Outrage as UWA announces closure of its publishing arm

Book lovers, authors, academics and the literary industry are sharing their outrage at the University of Western Australia’s announcement that it will be closing down its 85 year old publishing arm UWA Publishing (UWAP).

Established in 1935, UWA Publishing has developed a reputation for publishing diverse, distinctive and distinguished poetry, fiction and nonfiction titles under current UWAP director, Terri-ann White.

The news was first reported in The Australian, White and her small team are expected to lose their jobs as part of the closure. 

The Small Press Association said the decision was short sighted.

“UWAP has played a crucial role in Australian publishing for decades, and publishes a wide range of award-winning titles across many genres.” the organisation said.

“Under the leadership of Terri-ann White, UWAP has published important titles in fiction, poetry and Indigenous writing, as well as general nonfiction titles, that between them reach a much broader readership than open-access academic works ever will.

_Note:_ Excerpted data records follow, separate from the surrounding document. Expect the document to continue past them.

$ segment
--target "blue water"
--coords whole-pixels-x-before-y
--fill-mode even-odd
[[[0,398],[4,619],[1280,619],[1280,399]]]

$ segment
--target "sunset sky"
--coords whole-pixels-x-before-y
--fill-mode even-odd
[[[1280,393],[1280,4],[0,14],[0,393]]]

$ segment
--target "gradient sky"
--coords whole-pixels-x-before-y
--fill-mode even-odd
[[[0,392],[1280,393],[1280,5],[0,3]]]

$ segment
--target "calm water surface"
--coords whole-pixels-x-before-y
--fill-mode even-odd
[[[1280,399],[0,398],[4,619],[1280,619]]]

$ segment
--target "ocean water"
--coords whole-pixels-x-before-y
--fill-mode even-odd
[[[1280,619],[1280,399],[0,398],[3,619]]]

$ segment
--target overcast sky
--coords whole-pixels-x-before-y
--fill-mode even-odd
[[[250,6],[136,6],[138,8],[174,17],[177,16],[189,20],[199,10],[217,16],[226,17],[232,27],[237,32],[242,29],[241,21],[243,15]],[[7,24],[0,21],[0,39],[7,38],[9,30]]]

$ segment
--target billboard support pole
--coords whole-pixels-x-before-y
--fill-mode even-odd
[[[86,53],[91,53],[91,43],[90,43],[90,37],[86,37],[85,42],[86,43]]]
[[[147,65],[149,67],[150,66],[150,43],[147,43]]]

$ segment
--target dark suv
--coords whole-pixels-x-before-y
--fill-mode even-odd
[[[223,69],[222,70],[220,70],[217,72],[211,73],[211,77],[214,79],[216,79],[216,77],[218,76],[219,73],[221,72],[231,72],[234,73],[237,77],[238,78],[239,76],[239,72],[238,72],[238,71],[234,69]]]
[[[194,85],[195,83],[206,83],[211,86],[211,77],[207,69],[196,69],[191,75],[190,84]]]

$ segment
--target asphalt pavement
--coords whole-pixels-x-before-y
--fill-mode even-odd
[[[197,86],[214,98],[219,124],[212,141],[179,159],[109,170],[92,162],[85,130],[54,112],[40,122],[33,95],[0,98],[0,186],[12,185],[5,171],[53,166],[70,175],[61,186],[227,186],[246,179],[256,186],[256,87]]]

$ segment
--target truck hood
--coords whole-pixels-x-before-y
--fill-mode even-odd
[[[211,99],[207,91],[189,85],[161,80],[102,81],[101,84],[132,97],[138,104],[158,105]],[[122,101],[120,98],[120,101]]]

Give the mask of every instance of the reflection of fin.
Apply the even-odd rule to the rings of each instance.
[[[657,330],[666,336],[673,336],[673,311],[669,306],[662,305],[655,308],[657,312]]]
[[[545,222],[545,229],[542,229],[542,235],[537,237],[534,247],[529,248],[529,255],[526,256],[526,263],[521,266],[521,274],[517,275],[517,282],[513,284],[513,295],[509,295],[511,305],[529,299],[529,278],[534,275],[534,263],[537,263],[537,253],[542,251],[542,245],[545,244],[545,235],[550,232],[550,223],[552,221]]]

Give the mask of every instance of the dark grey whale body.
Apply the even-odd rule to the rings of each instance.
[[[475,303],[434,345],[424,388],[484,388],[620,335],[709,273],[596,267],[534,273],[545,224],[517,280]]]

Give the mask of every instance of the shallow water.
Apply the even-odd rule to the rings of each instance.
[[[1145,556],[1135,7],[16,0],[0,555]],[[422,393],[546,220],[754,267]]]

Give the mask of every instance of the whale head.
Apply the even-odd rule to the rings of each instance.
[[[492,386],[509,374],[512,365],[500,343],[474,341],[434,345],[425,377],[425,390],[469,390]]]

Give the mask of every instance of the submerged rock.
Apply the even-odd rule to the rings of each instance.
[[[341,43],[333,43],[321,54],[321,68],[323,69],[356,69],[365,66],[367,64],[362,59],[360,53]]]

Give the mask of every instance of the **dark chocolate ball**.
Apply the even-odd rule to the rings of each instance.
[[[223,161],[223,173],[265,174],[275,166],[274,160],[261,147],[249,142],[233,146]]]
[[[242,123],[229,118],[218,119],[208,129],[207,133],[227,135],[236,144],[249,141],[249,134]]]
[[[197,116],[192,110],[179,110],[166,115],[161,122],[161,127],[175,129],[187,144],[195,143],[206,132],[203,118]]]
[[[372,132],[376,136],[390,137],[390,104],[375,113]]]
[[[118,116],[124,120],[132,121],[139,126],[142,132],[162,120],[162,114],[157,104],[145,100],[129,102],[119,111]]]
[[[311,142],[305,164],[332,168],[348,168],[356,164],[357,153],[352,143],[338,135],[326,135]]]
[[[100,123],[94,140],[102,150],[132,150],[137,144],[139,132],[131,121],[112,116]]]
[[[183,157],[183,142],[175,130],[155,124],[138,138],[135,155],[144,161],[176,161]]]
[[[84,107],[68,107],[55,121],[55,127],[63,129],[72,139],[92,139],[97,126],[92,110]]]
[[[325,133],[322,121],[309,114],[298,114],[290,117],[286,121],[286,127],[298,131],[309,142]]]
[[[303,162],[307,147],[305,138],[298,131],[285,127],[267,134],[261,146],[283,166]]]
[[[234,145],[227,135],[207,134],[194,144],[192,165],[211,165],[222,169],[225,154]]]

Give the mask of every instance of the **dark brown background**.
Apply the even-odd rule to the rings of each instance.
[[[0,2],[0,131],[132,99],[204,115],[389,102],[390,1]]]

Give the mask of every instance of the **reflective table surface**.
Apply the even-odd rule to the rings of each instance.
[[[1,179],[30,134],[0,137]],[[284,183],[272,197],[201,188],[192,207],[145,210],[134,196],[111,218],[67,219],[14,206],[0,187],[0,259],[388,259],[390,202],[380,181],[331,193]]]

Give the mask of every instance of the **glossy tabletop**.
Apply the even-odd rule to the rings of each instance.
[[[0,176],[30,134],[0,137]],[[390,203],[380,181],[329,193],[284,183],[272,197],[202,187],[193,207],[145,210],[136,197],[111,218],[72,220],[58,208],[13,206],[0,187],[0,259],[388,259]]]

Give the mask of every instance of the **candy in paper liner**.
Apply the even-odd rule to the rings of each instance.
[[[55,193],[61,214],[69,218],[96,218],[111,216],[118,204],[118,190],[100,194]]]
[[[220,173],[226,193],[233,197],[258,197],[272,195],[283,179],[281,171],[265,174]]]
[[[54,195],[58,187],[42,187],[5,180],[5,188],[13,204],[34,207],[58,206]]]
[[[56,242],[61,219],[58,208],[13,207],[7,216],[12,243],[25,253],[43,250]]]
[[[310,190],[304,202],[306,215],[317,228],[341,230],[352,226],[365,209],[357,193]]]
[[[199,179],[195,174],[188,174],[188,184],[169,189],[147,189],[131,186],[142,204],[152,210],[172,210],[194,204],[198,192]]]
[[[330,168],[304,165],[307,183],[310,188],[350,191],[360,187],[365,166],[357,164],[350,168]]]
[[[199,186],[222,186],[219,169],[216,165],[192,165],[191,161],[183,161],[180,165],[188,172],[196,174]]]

“The Small Press Network calls on the University to reverse this short-sighted decision,” the statement said.

Authors took to social media to share their alarm at the discussion, some highlighting that they were unaware of what would happen to work they had contracted with the publisher.

Poet Melinda Smith, who has won the Prime Minister’s Literary Award in the past, launched a petition calling on the university to change their decision. it quickly gathered over 1,500 signatures.

Terri-Ann White spoke to OUTinPerth back in 2011 and highlighted the challenges of the publishing industry. She noted that while the sales of physical books were falling, the growing popularity of e-books was giving the industry hope.

The publisher’s recent titled include Angshu Dasgupta’s Fern Road, Tom Clark’s Talking Up A Legacy – which looked into the memorable speeches of Australian Prime Ministers, and a book on traditional indigenous food of the southwest.

It’s not the first time the university has discarded a popular cultural asset, in the early 1990’s the university closed down in popular radio station 6UVS. The station was relaunched as community station RTRFM and later moved completely off the campus.